We have provided training for the FallSafe leads, with about 8 training days over the two year period. Around half the time is spent on clinical aspects of falls prevention and half on improvement skills. There is support and encouragement from a project manager, peer support at our training days and through a website, and extra sessions for wider ward teams. Members of the project team have visited some of the wards to support the FallSafe leads, and to resolve local issues. We have also provided two additional resources: a plan of what to do after a fall (sent out by the NPSA as an alert to all Trusts, and published in the BMJ (2)), and evidence based guidance on what a medication review in the context of falls means.

All the wards have started from different baselines and there have been marked improvements in processes, including reductions in use of night sedation and increases in screening for UTIs and postural hypotension, and we hope that will continue until the project finishes in March 2012 (and beyond!). Outcomes in terms of falls will not be available for six more months – we are trying to avoid a common problem of falls prevention projects - claiming success too soon.

Many geriatricians will be involved with a project called Safety Express (Box 2). One part of this aims to reduce inpatient falls using a care bundle approach. Despite the fact that our project is not yet finished, we have agreed to share our care bundle with Safety Express. It is based on the best available evidence, supported by simple process measures, and has been shown to be feasible to implement in a wide range of wards.
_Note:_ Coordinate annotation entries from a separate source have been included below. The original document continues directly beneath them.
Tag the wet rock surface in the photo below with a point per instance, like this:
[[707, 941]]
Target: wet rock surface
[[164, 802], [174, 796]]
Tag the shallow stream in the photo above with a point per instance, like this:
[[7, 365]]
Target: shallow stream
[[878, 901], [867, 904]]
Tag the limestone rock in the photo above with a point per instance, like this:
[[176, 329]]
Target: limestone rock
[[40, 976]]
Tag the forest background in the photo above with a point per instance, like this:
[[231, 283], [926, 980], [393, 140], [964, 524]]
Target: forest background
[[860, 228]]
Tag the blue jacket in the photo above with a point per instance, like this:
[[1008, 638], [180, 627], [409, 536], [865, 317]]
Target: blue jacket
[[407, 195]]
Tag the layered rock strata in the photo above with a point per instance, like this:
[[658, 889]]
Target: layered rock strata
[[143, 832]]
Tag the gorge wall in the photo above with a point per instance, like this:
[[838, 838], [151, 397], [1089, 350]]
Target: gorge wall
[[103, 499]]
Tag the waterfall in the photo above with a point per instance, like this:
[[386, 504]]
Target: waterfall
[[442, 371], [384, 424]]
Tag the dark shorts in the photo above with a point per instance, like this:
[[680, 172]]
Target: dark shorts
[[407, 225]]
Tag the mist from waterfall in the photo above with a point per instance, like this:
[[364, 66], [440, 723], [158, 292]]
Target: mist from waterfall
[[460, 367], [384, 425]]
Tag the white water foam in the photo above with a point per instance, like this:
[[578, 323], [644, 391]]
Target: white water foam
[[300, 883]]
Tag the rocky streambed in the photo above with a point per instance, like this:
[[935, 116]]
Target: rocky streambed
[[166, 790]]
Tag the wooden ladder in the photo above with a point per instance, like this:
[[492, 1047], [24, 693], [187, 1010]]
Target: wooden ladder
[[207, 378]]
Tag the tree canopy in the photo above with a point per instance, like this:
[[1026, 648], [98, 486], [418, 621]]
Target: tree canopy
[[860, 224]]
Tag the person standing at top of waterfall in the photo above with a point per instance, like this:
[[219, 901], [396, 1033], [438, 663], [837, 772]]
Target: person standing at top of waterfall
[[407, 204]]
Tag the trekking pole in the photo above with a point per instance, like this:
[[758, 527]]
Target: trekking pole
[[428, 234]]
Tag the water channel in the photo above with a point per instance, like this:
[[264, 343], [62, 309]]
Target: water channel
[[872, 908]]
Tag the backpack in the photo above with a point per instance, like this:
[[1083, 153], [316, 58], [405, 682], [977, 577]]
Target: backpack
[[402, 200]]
We hope that will enable Safety Express to be implemented more easily, and contribute to its success.

The package consists of 4 parts:

  • the care bundle
  • guidance notes on the details of the care bundle and its implementation
  • evidence based guidance for doctors regarding medications and falls
  • guidance on procedures to follow after an inpatient fall

These will be available on the BGS website and can be downloaded. They have been endorsed by the BGS, and we encourage their dissemination and use.